ELEIÇÕES 2026
Renan Santos teve a candidatura suspensa? Entenda punição aplicada pelo TSE
Decisão restringe propaganda online, recursos eleitorais e participação em debates
O ministro Dias Toffoli, do Tribunal Superior Eleitoral (TSE), determinou restrições à campanha de Renan Santos, candidato do Missão à Presidência da República. A decisão, tomada no domingo, 30, e divulgada nesta segunda-feira, 31, suspende parte da propaganda eleitoral digital da chapa e impede, por enquanto, o recebimento de recursos do Fundo Eleitoral e a participação em debates.
O que foi determinado pelo TSE?
Toffoli determinou a suspensão da propaganda eleitoral nos perfis de redes sociais que não foram declarados no pedido de registro da candidatura. Renan havia informado inicialmente à Justiça Eleitoral apenas um perfil no X e um site.
Posteriormente, em documentos apresentados ao TSE em 19 de agosto, foram indicadas outras 18 contas.
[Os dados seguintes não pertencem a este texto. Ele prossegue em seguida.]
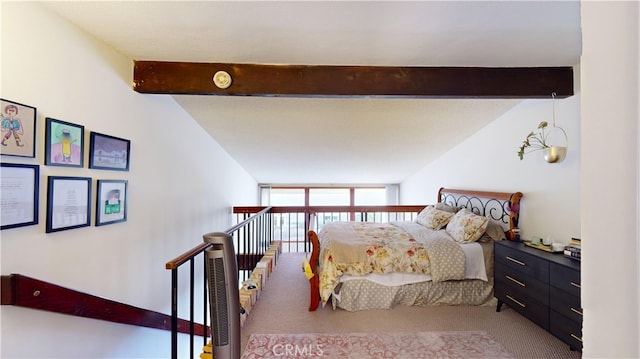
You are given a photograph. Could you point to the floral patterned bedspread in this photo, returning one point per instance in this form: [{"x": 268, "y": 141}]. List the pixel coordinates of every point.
[{"x": 359, "y": 248}]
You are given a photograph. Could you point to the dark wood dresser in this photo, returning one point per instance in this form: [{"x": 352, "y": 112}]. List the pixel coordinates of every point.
[{"x": 542, "y": 286}]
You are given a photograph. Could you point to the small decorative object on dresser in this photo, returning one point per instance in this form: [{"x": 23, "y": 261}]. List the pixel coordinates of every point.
[{"x": 542, "y": 286}]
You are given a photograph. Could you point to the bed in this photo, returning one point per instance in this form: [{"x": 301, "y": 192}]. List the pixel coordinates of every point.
[{"x": 443, "y": 257}]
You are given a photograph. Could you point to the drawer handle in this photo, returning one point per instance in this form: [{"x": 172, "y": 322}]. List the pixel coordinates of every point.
[
  {"x": 577, "y": 285},
  {"x": 576, "y": 337},
  {"x": 516, "y": 281},
  {"x": 516, "y": 301},
  {"x": 516, "y": 261}
]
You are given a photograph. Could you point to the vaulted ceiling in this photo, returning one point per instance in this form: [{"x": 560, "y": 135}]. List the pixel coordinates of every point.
[{"x": 334, "y": 140}]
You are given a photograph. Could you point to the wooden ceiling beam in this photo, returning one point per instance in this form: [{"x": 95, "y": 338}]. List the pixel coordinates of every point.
[{"x": 187, "y": 78}]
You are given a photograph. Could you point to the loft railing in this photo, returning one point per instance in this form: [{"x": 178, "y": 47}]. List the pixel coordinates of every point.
[
  {"x": 291, "y": 223},
  {"x": 257, "y": 228},
  {"x": 251, "y": 237}
]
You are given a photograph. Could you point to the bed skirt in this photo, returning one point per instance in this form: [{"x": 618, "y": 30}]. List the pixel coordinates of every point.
[{"x": 360, "y": 294}]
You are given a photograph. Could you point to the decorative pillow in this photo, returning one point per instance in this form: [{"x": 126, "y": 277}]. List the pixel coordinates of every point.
[
  {"x": 466, "y": 226},
  {"x": 494, "y": 232},
  {"x": 448, "y": 208},
  {"x": 433, "y": 218}
]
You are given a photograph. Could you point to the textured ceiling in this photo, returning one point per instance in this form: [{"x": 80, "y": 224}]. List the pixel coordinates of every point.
[{"x": 332, "y": 140}]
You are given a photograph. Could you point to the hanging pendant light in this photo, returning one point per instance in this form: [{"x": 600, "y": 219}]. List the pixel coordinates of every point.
[{"x": 556, "y": 140}]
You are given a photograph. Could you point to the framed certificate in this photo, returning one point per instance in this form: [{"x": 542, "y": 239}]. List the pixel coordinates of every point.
[
  {"x": 19, "y": 191},
  {"x": 68, "y": 203}
]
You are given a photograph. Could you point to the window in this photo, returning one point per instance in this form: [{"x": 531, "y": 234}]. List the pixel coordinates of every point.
[
  {"x": 325, "y": 196},
  {"x": 329, "y": 197}
]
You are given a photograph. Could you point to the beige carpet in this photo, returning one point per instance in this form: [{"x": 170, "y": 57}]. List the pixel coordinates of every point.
[
  {"x": 282, "y": 308},
  {"x": 416, "y": 345}
]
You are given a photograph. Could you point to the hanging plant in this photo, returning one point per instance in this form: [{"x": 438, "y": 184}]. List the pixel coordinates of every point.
[{"x": 535, "y": 140}]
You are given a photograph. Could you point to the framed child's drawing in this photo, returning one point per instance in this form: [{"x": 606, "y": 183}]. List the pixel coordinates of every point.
[
  {"x": 18, "y": 129},
  {"x": 108, "y": 152},
  {"x": 111, "y": 203},
  {"x": 64, "y": 144}
]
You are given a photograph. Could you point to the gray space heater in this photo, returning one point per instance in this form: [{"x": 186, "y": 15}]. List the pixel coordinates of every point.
[{"x": 224, "y": 296}]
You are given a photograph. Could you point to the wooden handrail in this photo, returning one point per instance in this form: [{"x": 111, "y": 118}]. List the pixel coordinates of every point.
[
  {"x": 191, "y": 253},
  {"x": 23, "y": 291}
]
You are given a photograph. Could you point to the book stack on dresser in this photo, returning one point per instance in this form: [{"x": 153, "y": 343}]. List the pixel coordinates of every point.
[
  {"x": 542, "y": 286},
  {"x": 573, "y": 249}
]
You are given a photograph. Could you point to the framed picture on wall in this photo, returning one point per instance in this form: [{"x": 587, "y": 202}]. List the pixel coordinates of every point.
[
  {"x": 68, "y": 203},
  {"x": 64, "y": 144},
  {"x": 108, "y": 152},
  {"x": 18, "y": 129},
  {"x": 111, "y": 203},
  {"x": 19, "y": 190}
]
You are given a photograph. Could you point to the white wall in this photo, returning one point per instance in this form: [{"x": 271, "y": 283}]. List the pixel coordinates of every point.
[
  {"x": 488, "y": 161},
  {"x": 181, "y": 185},
  {"x": 610, "y": 124}
]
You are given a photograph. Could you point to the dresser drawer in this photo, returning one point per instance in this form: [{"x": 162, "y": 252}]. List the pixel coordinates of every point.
[
  {"x": 537, "y": 312},
  {"x": 522, "y": 262},
  {"x": 566, "y": 304},
  {"x": 524, "y": 285},
  {"x": 566, "y": 329},
  {"x": 565, "y": 278}
]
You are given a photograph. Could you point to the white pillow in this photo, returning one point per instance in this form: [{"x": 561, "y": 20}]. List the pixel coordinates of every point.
[
  {"x": 433, "y": 218},
  {"x": 466, "y": 226}
]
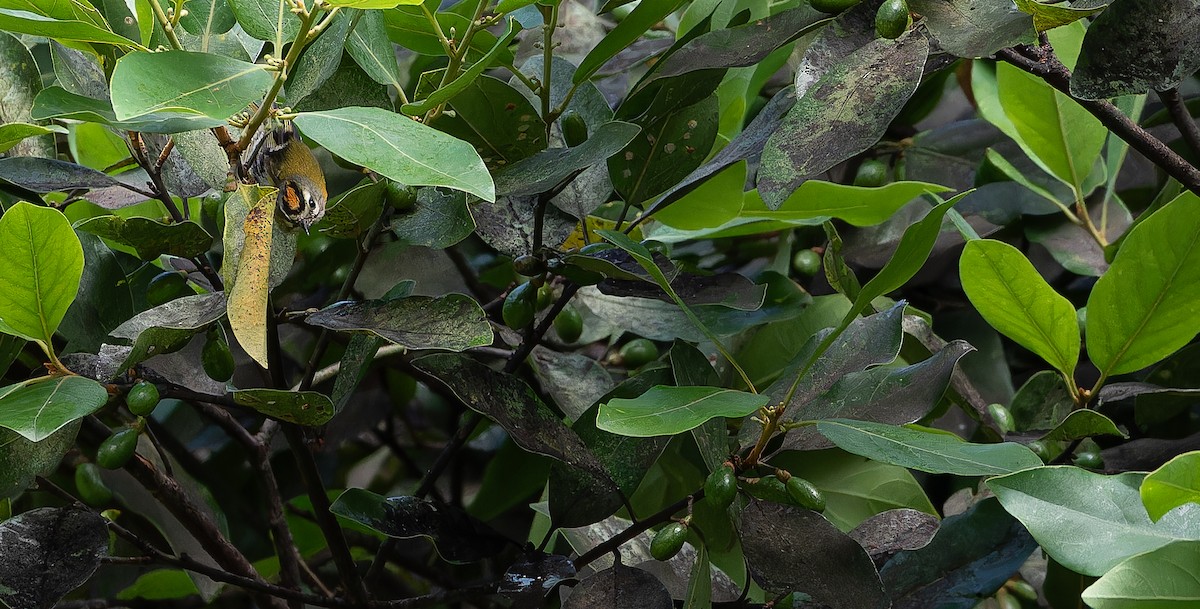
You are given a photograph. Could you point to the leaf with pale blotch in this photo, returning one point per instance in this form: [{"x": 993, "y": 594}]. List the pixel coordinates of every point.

Segundo a Corte, 16 delas foram informadas fora do prazo, que terminou em 15 de agosto.
Com a decisão, Renan não pode criar novos perfis para fazer propaganda eleitoral, utilizar contas de terceiros para divulgar conteúdo de campanha ou publicar nos perfis que não foram apresentados dentro do prazo.
O site e o perfil do X que foram informados no momento do registro da candidatura podem continuar sendo utilizados pela campanha.
Por que a campanha foi restringida?
Toffoli apontou uma possível “omissão estratégica” por parte da chapa de Renan Santos e do candidato a vice-presidente, Aroldo Medina. Para o ministro, a demora em informar todas as contas utilizadas na campanha dificultaria o controle da propaganda eleitoral no ambiente digital.
A legislação eleitoral determina que os candidatos informem, no momento do registro da candidatura, as contas que serão utilizadas para divulgação de propaganda eleitoral.
Segundo o relator, as contas não declaradas poderiam se beneficiar do funcionamento dos algoritmos das plataformas e ficar fora do controle da Justiça Eleitoral e da sociedade. O ministro também destacou o alcance e a velocidade de propagação de conteúdos nas redes sociais durante o período eleitoral.
Além das restrições à propaganda digital, Toffoli determinou a suspensão dos repasses do Fundo Especial de Financiamento de Campanha à chapa. Também ficou proibida a realização de gastos com recursos que eventualmente já tenham sido repassados.
A decisão ainda impede a participação de Renan Santos e Aroldo Medina em debates em rádio, televisão, podcasts e outros meios de comunicação.
Quais são as multas previstas?
O descumprimento da determinação sobre propaganda eleitoral digital pode resultar em multa de R$ 50 mil por publicação realizada depois do recebimento da decisão, inclusive se o conteúdo for divulgado em novos perfis ou contas de terceiros.
A participação em debates também fica sujeita a multa de R$ 50 mil por ato.
O ministro determinou ainda que as plataformas preservem conteúdos publicados nos perfis considerados irregulares desde 7 de agosto e adotem medidas para suspender essas contas e retirá-las dos sistemas de recomendação.
As empresas também deverão fornecer informações sobre postagens, impulsionamentos, recomendações e anúncios realizados nos perfis, incluindo dados de alcance e valores. O descumprimento dessas determinações pode gerar outras multas.
Renan Santos pode continuar fazendo campanha?
Sim. A decisão não suspende a candidatura de Renan Santos à Presidência da República. O candidato continua autorizado a realizar campanha, desde que respeite as restrições estabelecidas pelo TSE.
A campanha pode manter as atividades no site e no perfil do X que foram informados no pedido de registro. Já as demais contas apontadas posteriormente estão impedidas de veicular propaganda eleitoral.
O julgamento do registro da candidatura de Renan Santos havia sido adiado por Toffoli durante o fim de semana. O ministro é o relator do pedido de registro da chapa do Missão.
Até a publicação da decisão, Renan Santos não havia se manifestado publicamente sobre as medidas. O candidato convocou uma coletiva de imprensa para esta segunda-feira, 31, em São Paulo.